The performance gave a rare opportunity to see and hear Arará drums, and savor the authentic sound of the music, Terry was commissioned to bring to the U.S. what may be the first Arará musical exhibit of its kind to reach North American shores.

Ye-de-gbe means “with the approval of the spirits” in the West African Fon language, and it is the name of Terry’s latest endeavor, a fusion of the Afro-Cuban Arará culture and North American jazz. The music is known for its distinct percussive elements: drumming, hand clapping and body percussion. While the Arará culture continues to thrive in Cuba and throughout the Caribbean, few in the U. S., and particularly in its inner cities, have been exposed to it. Terry is taking measures to keep it alive through The Arará Suite, an exploration of Terry’s West African heritage. The Arará culture and traditions have traveled through the years from West Africa’s Benin (formerly Dahomey) to Cuba, and now to Harlem.

In early September of 2007, Terry traveled from New York City to Matanzas, Cuba, to trace the roots of the Arará musical tradition, originally brought to the island by slaves taken from the Dahomey region in West Africa. There, he studied with Mario Rodríguez Pedroso, a master of and one of the last living drummers initiated in the Arará tradition. He also commissioned a special set of drums needed to perform the music.

Terry (who was born and raised in the Camagüey province of Cuba) realized that he was already familiarized with many of the melodies and rhythms. Growing up, he learned and practiced Vodou rituals with his family. His Haitian grandmother, Basilica León Charles, practices the religion and traces her ancestors to Dahomey. His father, Eladio “Don Pancho” Ferry, a world renowned violinist and Cuba’s leading chekeré player, is also a devout practitioner. It was within this rich cultural and musical family that Yosvany Terry became a bearer of the ancient traditions.

“It is important to preserve the roots and tradition of today’s music and help the new generations understand our cultural heritage,” he said. “We’re finding that while this is new to audiences, they can still recognize the musical traditions that are a part of their history and appreciate how they are expressed in modern music.”

After receiving his first musical training with his father, Yosvany went on to study classical music, graduating from both the prestigious Escuela Nacional de Arte (ENA) and Amadeo Roldan Conservatory. He founded the influential group, Columna B, which represented the new voice of young Cuban jazz players, before immigrating to the U.S. in 1999.

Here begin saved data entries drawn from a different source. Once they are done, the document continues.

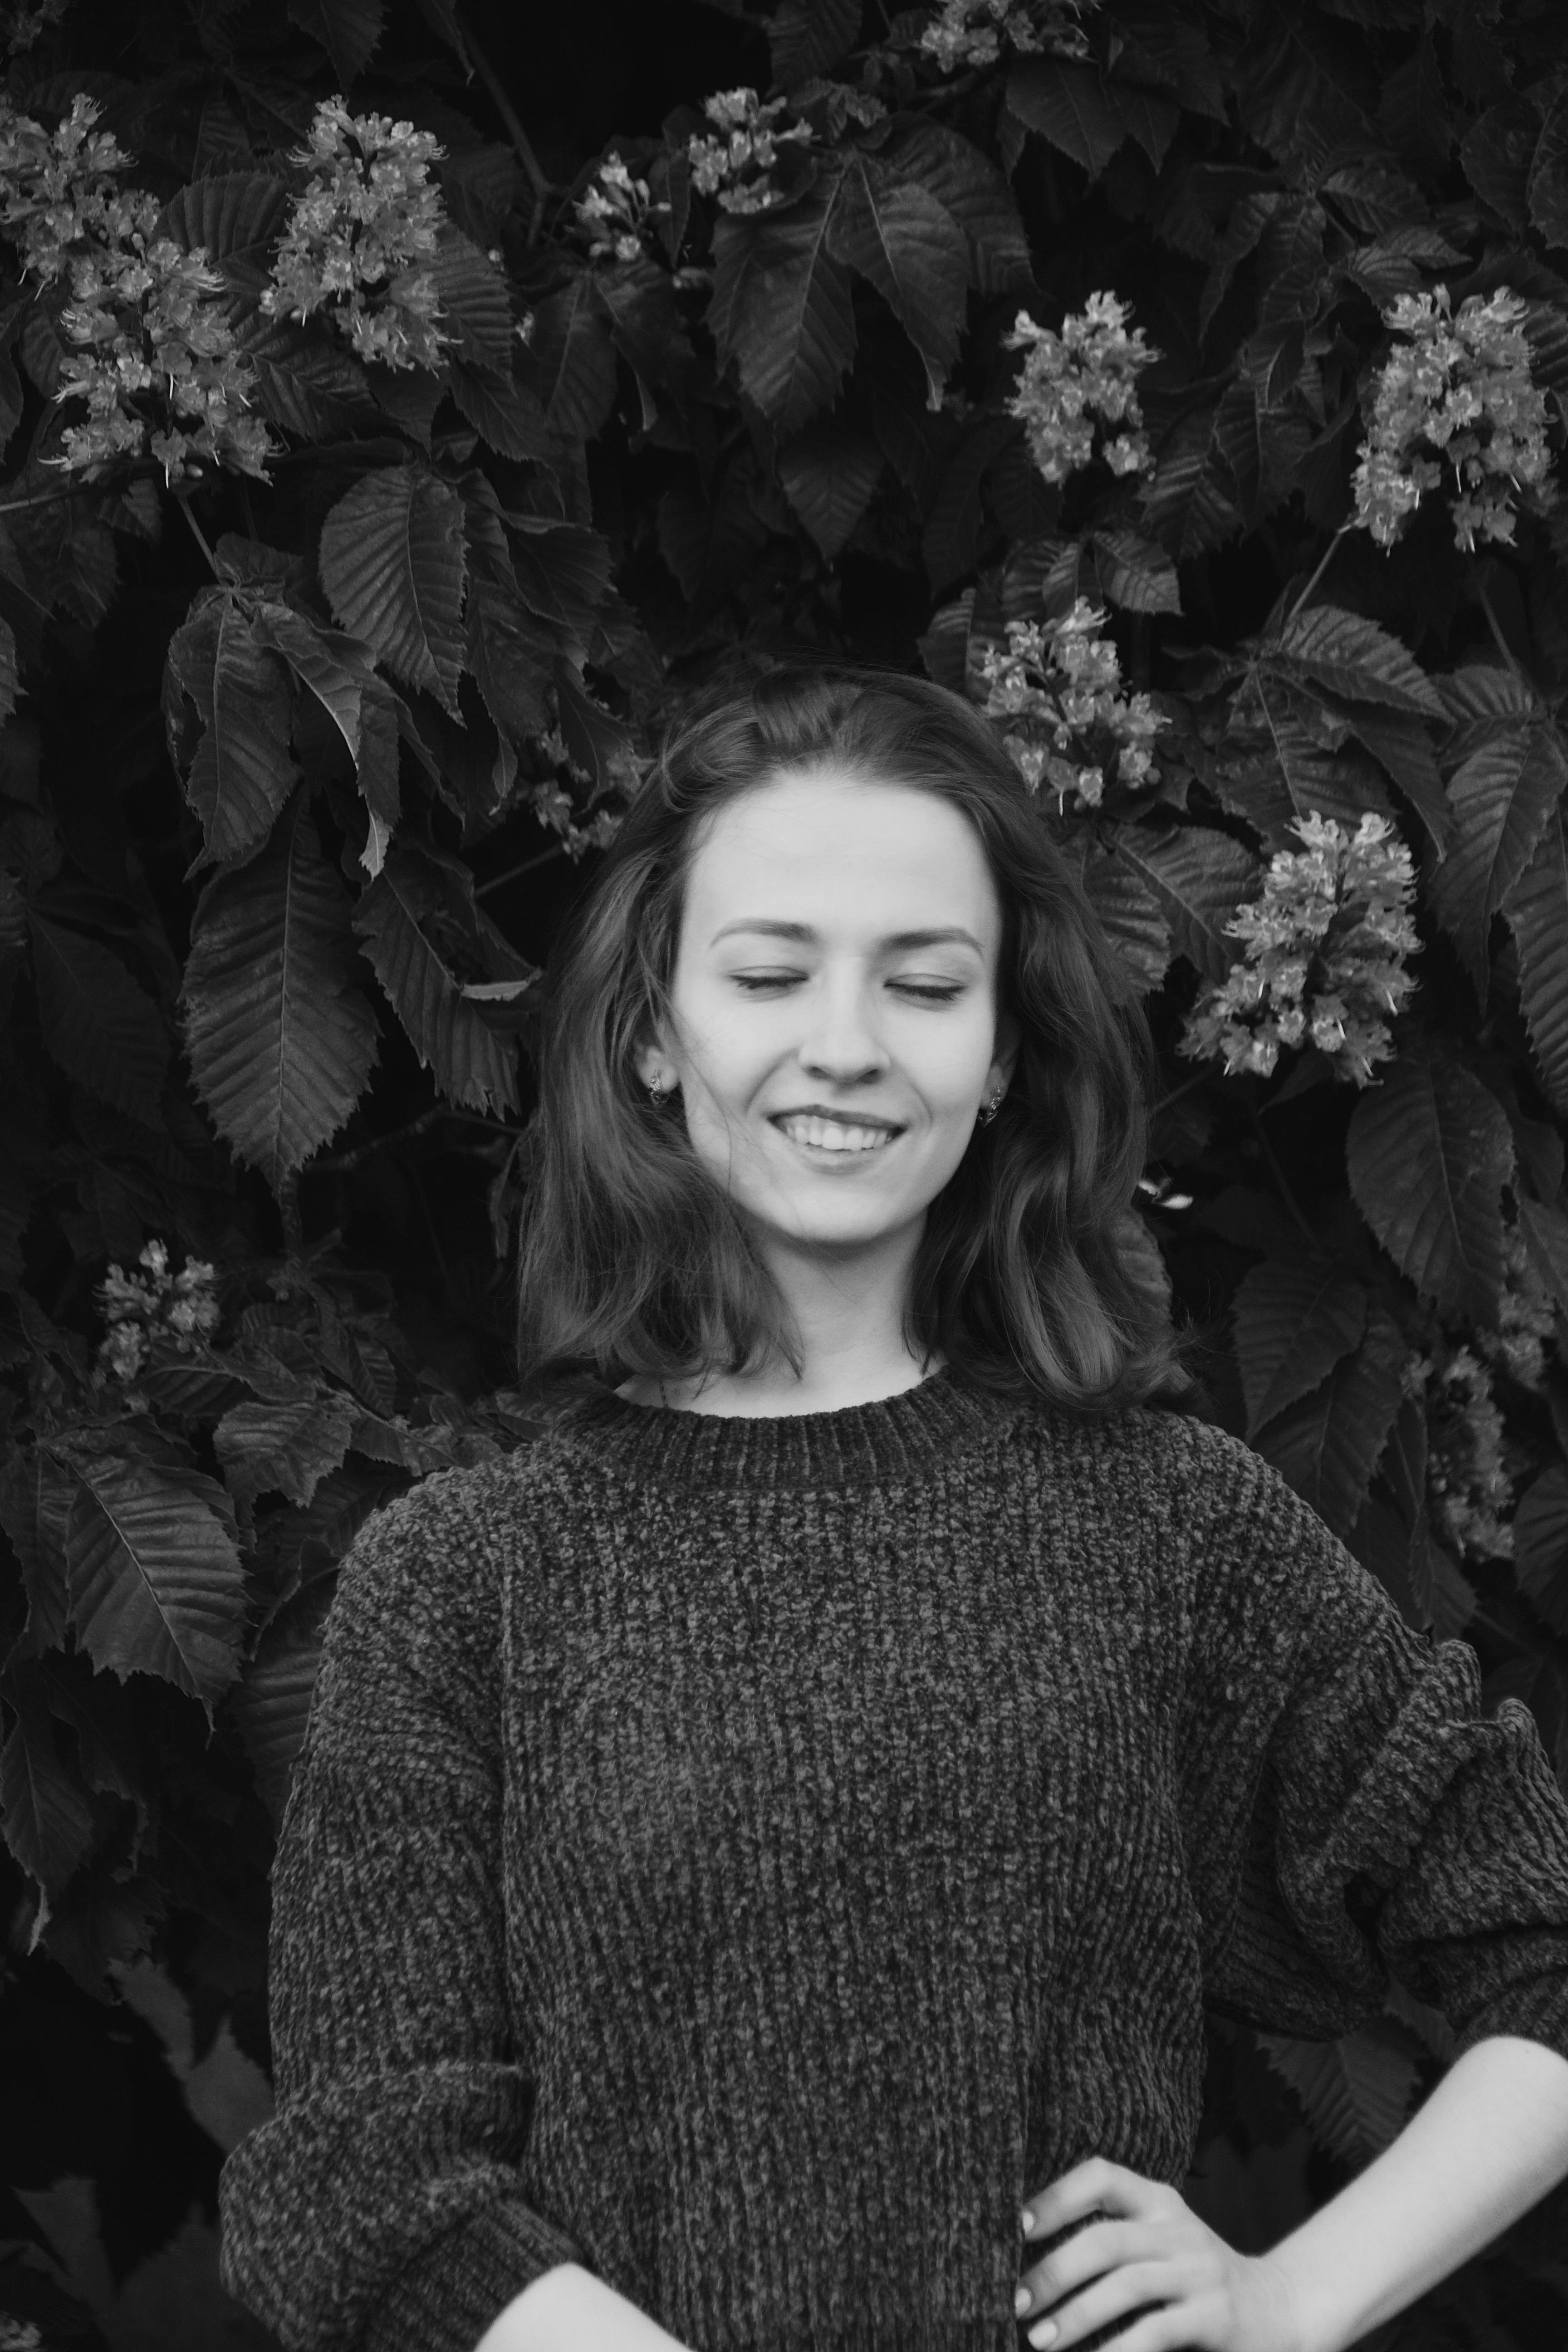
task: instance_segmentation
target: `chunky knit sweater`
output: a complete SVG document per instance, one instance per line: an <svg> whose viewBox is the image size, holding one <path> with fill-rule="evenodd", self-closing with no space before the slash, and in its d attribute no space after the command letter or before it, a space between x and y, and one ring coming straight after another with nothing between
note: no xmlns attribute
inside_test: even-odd
<svg viewBox="0 0 1568 2352"><path fill-rule="evenodd" d="M693 2352L1013 2352L1024 2196L1182 2181L1205 2003L1568 2056L1527 1709L1234 1439L945 1370L596 1396L382 1512L274 1887L224 2275L290 2352L568 2261Z"/></svg>

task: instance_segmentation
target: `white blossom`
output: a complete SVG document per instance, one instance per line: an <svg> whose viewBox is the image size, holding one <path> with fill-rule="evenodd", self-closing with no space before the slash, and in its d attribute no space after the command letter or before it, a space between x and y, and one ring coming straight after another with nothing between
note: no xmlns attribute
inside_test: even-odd
<svg viewBox="0 0 1568 2352"><path fill-rule="evenodd" d="M1047 482L1065 482L1094 455L1094 420L1100 426L1100 455L1113 474L1146 473L1153 464L1138 405L1138 375L1158 352L1143 330L1127 331L1131 311L1114 294L1091 294L1081 311L1069 310L1060 334L1037 326L1020 310L1004 349L1026 353L1018 388L1007 403L1020 417L1029 455ZM1106 428L1120 429L1108 434Z"/></svg>
<svg viewBox="0 0 1568 2352"><path fill-rule="evenodd" d="M920 46L943 73L994 65L1004 44L1021 56L1087 58L1079 18L1098 0L943 0Z"/></svg>
<svg viewBox="0 0 1568 2352"><path fill-rule="evenodd" d="M145 1364L153 1339L172 1339L188 1355L218 1327L216 1277L205 1258L187 1258L178 1274L171 1274L167 1244L151 1241L139 1262L144 1276L111 1265L98 1293L109 1326L98 1351L99 1371L126 1384Z"/></svg>
<svg viewBox="0 0 1568 2352"><path fill-rule="evenodd" d="M430 265L446 213L430 167L446 152L412 122L324 100L294 159L310 178L289 207L261 298L268 316L321 310L361 359L439 367L447 338Z"/></svg>
<svg viewBox="0 0 1568 2352"><path fill-rule="evenodd" d="M1426 1405L1426 1494L1439 1536L1456 1551L1510 1559L1513 1509L1502 1414L1491 1376L1468 1348L1439 1347L1407 1368Z"/></svg>
<svg viewBox="0 0 1568 2352"><path fill-rule="evenodd" d="M754 89L721 89L704 100L717 135L687 142L693 186L717 196L727 213L766 212L783 193L773 176L780 148L811 144L809 122L780 121L788 110L787 98L764 105Z"/></svg>
<svg viewBox="0 0 1568 2352"><path fill-rule="evenodd" d="M1058 621L1009 621L1005 651L987 646L979 664L985 716L1032 793L1058 805L1098 808L1108 778L1136 789L1157 778L1150 750L1165 720L1146 694L1128 694L1105 614L1079 597Z"/></svg>
<svg viewBox="0 0 1568 2352"><path fill-rule="evenodd" d="M572 209L587 234L591 261L636 261L648 226L669 206L652 201L647 182L635 178L612 148Z"/></svg>

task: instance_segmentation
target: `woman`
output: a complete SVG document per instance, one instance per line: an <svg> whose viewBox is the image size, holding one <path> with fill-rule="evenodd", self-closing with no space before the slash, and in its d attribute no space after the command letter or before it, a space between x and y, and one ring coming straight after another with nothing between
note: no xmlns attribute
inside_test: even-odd
<svg viewBox="0 0 1568 2352"><path fill-rule="evenodd" d="M1002 2352L1018 2289L1036 2346L1339 2352L1568 2171L1568 1807L1154 1409L1143 1054L956 697L667 746L549 990L521 1345L576 1391L328 1627L224 2179L285 2346ZM1237 2254L1204 2004L1329 2037L1391 1968L1455 2064Z"/></svg>

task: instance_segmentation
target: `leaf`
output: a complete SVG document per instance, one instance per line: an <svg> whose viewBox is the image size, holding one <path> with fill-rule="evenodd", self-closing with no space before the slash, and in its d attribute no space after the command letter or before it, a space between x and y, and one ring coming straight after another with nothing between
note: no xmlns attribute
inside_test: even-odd
<svg viewBox="0 0 1568 2352"><path fill-rule="evenodd" d="M1359 613L1335 604L1312 604L1280 630L1276 650L1300 671L1352 702L1380 702L1426 719L1444 715L1442 698L1397 637Z"/></svg>
<svg viewBox="0 0 1568 2352"><path fill-rule="evenodd" d="M529 352L552 431L593 440L615 406L616 351L591 270L535 307Z"/></svg>
<svg viewBox="0 0 1568 2352"><path fill-rule="evenodd" d="M974 569L980 533L980 485L987 469L1020 434L1010 416L986 416L972 427L948 460L926 518L921 551L933 595Z"/></svg>
<svg viewBox="0 0 1568 2352"><path fill-rule="evenodd" d="M726 214L714 224L708 325L719 364L735 361L747 397L785 438L827 405L855 356L849 279L828 248L830 212L814 192L776 216Z"/></svg>
<svg viewBox="0 0 1568 2352"><path fill-rule="evenodd" d="M1356 1523L1403 1396L1409 1349L1385 1307L1367 1315L1359 1348L1342 1356L1321 1387L1298 1397L1260 1430L1258 1450L1337 1536Z"/></svg>
<svg viewBox="0 0 1568 2352"><path fill-rule="evenodd" d="M291 319L258 311L236 341L256 372L258 406L285 433L336 441L379 421L363 368L322 330L308 333Z"/></svg>
<svg viewBox="0 0 1568 2352"><path fill-rule="evenodd" d="M232 596L216 607L211 705L185 777L205 858L226 865L270 832L300 781L289 748L288 673Z"/></svg>
<svg viewBox="0 0 1568 2352"><path fill-rule="evenodd" d="M1439 922L1486 999L1492 917L1534 855L1568 785L1554 728L1494 721L1448 779L1454 834L1432 884Z"/></svg>
<svg viewBox="0 0 1568 2352"><path fill-rule="evenodd" d="M1007 77L1007 111L1097 180L1127 124L1100 73L1061 58L1031 58Z"/></svg>
<svg viewBox="0 0 1568 2352"><path fill-rule="evenodd" d="M289 21L320 42L346 89L380 45L384 0L289 0Z"/></svg>
<svg viewBox="0 0 1568 2352"><path fill-rule="evenodd" d="M1332 1261L1269 1258L1243 1276L1233 1312L1251 1438L1360 1347L1366 1292Z"/></svg>
<svg viewBox="0 0 1568 2352"><path fill-rule="evenodd" d="M1442 851L1454 830L1454 812L1443 790L1432 739L1421 720L1375 704L1336 702L1333 708L1357 741L1393 777Z"/></svg>
<svg viewBox="0 0 1568 2352"><path fill-rule="evenodd" d="M1483 204L1510 228L1526 219L1531 161L1541 137L1541 111L1527 98L1489 106L1459 142L1465 177Z"/></svg>
<svg viewBox="0 0 1568 2352"><path fill-rule="evenodd" d="M287 604L264 604L252 624L257 643L286 661L309 688L358 763L360 708L375 676L375 657L362 637L340 635L308 621Z"/></svg>
<svg viewBox="0 0 1568 2352"><path fill-rule="evenodd" d="M321 525L321 584L338 620L405 686L453 716L462 673L463 502L421 466L385 466Z"/></svg>
<svg viewBox="0 0 1568 2352"><path fill-rule="evenodd" d="M514 1050L465 1002L462 983L421 924L443 893L427 861L395 850L354 910L354 929L420 1064L467 1110L519 1107Z"/></svg>
<svg viewBox="0 0 1568 2352"><path fill-rule="evenodd" d="M358 775L368 830L360 864L372 876L381 872L399 814L399 708L396 696L384 679L373 677L366 681L360 705Z"/></svg>
<svg viewBox="0 0 1568 2352"><path fill-rule="evenodd" d="M1113 850L1098 845L1083 863L1089 905L1140 995L1160 986L1171 961L1171 930L1142 875Z"/></svg>
<svg viewBox="0 0 1568 2352"><path fill-rule="evenodd" d="M1100 587L1123 612L1181 611L1176 567L1153 540L1135 530L1097 530L1094 551Z"/></svg>
<svg viewBox="0 0 1568 2352"><path fill-rule="evenodd" d="M237 1404L213 1432L224 1483L237 1503L258 1495L310 1502L349 1450L354 1406L346 1396L302 1397L294 1404Z"/></svg>
<svg viewBox="0 0 1568 2352"><path fill-rule="evenodd" d="M227 1497L132 1454L75 1464L67 1536L71 1622L93 1664L157 1675L210 1701L239 1670L245 1573Z"/></svg>
<svg viewBox="0 0 1568 2352"><path fill-rule="evenodd" d="M550 723L544 688L553 646L523 610L506 532L493 502L476 496L467 501L466 512L468 667L485 708L503 733L542 735ZM535 569L545 583L536 592L542 594L551 574L546 566ZM566 625L564 614L562 619Z"/></svg>
<svg viewBox="0 0 1568 2352"><path fill-rule="evenodd" d="M525 383L511 374L469 367L458 358L447 361L447 372L458 415L498 457L514 463L529 457L550 462L554 451L544 411Z"/></svg>
<svg viewBox="0 0 1568 2352"><path fill-rule="evenodd" d="M1554 1633L1568 1633L1568 1470L1545 1471L1513 1515L1514 1573Z"/></svg>
<svg viewBox="0 0 1568 2352"><path fill-rule="evenodd" d="M44 1044L89 1094L162 1134L169 1036L157 1006L97 940L36 908L27 929Z"/></svg>
<svg viewBox="0 0 1568 2352"><path fill-rule="evenodd" d="M1369 2163L1404 2128L1421 2073L1415 2037L1394 2021L1376 2018L1337 2042L1276 2033L1258 2040L1301 2102L1316 2138L1342 2163Z"/></svg>
<svg viewBox="0 0 1568 2352"><path fill-rule="evenodd" d="M880 152L957 223L969 247L970 282L982 294L1030 283L1029 240L1012 191L978 147L942 123L916 122Z"/></svg>
<svg viewBox="0 0 1568 2352"><path fill-rule="evenodd" d="M1223 980L1237 952L1225 925L1257 887L1251 852L1207 825L1178 827L1163 841L1144 826L1125 825L1116 846L1163 908L1177 953L1205 980Z"/></svg>
<svg viewBox="0 0 1568 2352"><path fill-rule="evenodd" d="M1217 404L1182 417L1143 486L1142 520L1178 563L1212 554L1242 527L1218 421Z"/></svg>
<svg viewBox="0 0 1568 2352"><path fill-rule="evenodd" d="M1524 200L1547 244L1568 245L1568 89L1558 91L1541 126Z"/></svg>
<svg viewBox="0 0 1568 2352"><path fill-rule="evenodd" d="M1146 89L1129 89L1120 80L1112 82L1110 94L1117 113L1157 172L1176 135L1180 110Z"/></svg>
<svg viewBox="0 0 1568 2352"><path fill-rule="evenodd" d="M43 1446L13 1444L0 1468L0 1527L11 1538L27 1596L24 1640L37 1654L66 1630L66 1525L75 1486Z"/></svg>
<svg viewBox="0 0 1568 2352"><path fill-rule="evenodd" d="M294 1766L305 1744L331 1599L331 1585L318 1582L268 1627L229 1702L258 1793L275 1822L283 1818Z"/></svg>
<svg viewBox="0 0 1568 2352"><path fill-rule="evenodd" d="M47 1698L25 1666L0 1680L15 1720L0 1748L0 1829L13 1859L58 1895L92 1850L92 1807L60 1761Z"/></svg>
<svg viewBox="0 0 1568 2352"><path fill-rule="evenodd" d="M196 1092L276 1192L337 1133L375 1061L348 898L301 798L258 857L207 885L185 967Z"/></svg>
<svg viewBox="0 0 1568 2352"><path fill-rule="evenodd" d="M1497 1328L1507 1114L1458 1064L1402 1054L1346 1139L1351 1192L1401 1274L1444 1312Z"/></svg>
<svg viewBox="0 0 1568 2352"><path fill-rule="evenodd" d="M439 325L470 367L511 373L515 349L506 279L471 237L443 225L430 274L440 299Z"/></svg>
<svg viewBox="0 0 1568 2352"><path fill-rule="evenodd" d="M768 19L768 53L780 89L832 71L860 37L861 0L784 0Z"/></svg>
<svg viewBox="0 0 1568 2352"><path fill-rule="evenodd" d="M200 246L248 310L270 282L288 215L289 191L270 172L219 172L171 196L153 234L186 253ZM232 318L234 306L226 308Z"/></svg>
<svg viewBox="0 0 1568 2352"><path fill-rule="evenodd" d="M827 562L870 505L881 471L871 436L837 422L807 425L779 452L779 486Z"/></svg>
<svg viewBox="0 0 1568 2352"><path fill-rule="evenodd" d="M1568 843L1552 810L1534 856L1503 902L1519 950L1525 1027L1552 1108L1568 1118Z"/></svg>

The performance was made possible by a generous grant from the New York State Music Fund, established by the New York State Attorney General at Rockefeller Philanthropy Advisors in the wake of the payola scandals involving major recording and radio broadcasting companies. The fund is designed to benefit and expose New Yorkers to exemplary contemporary music of all genres through music education and appreciation programs.